Cette absence de violence est l'une des raisons qui explique pourquoi le cannabis a un score assez faible dans l'étude menée en 2010 pour le gouvernement britannique : 20 sur 100. Mais ce produit reste une drogue, à l'origine d'une diminution de la motivation et de possibles pertes de mémoire – même si une étude récente suggère que l'ibuprofène pourrait contrer ces problèmes de mémoire.

Je me suis également entretenu avec un autre chercheur spécialiste des drogues, qui désire rester anonyme. Il a suggéré un autre substitut à l'alcool : l'O-acetylpsilocin, qui est une alternative à la psilocybine – une substance hallucinogène. La psilocybine a été notée 6 sur 100 par l'étude britannique, ce qui en fait la drogue la moins dangereuse selon les chercheurs. Elle a donné des résultats probants lors d'essais cliniques afin de traiter des syndromes allant de l'anxiété chronique aux troubles de stress post-traumatique.

« J'ai commandé de l'O-acetylpsilocin à une entreprise chinoise il y a un an de ça, » m'a raconté le chercheur. « C'est normalement interdit, sauf si vous prouvez que ce n'est pas pour la consommation humaine. C'est ma drogue personnelle depuis des années.
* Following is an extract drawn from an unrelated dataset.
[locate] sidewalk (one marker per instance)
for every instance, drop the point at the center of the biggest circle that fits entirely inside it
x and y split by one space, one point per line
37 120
J'en prends un petit peu avant d'aller dans les bars et tout devient plus agréable. Je me sens en confiance, calme et en pleine possession de mes facultés mentales. J'ai conduit à de nombreuses reprises sous l'effet de ce produit – et je n'ai jamais eu aucun problème. »

Lors de mes conversations avec des experts, une drogue revenait sans cesse : la MDMA. L'état d'euphorie provoqué par cette drogue s'accompagne d'un fort sentiment d'empathie. Son score était de 9 sur 100 dans l'étude britannique, ce qui a fait dire au Docteur David Nutt qu'il était plus sûr de prendre de la MDMA que de faire du cheval. Il a été viré sur le champ de son poste de conseiller scientifique du gouvernement.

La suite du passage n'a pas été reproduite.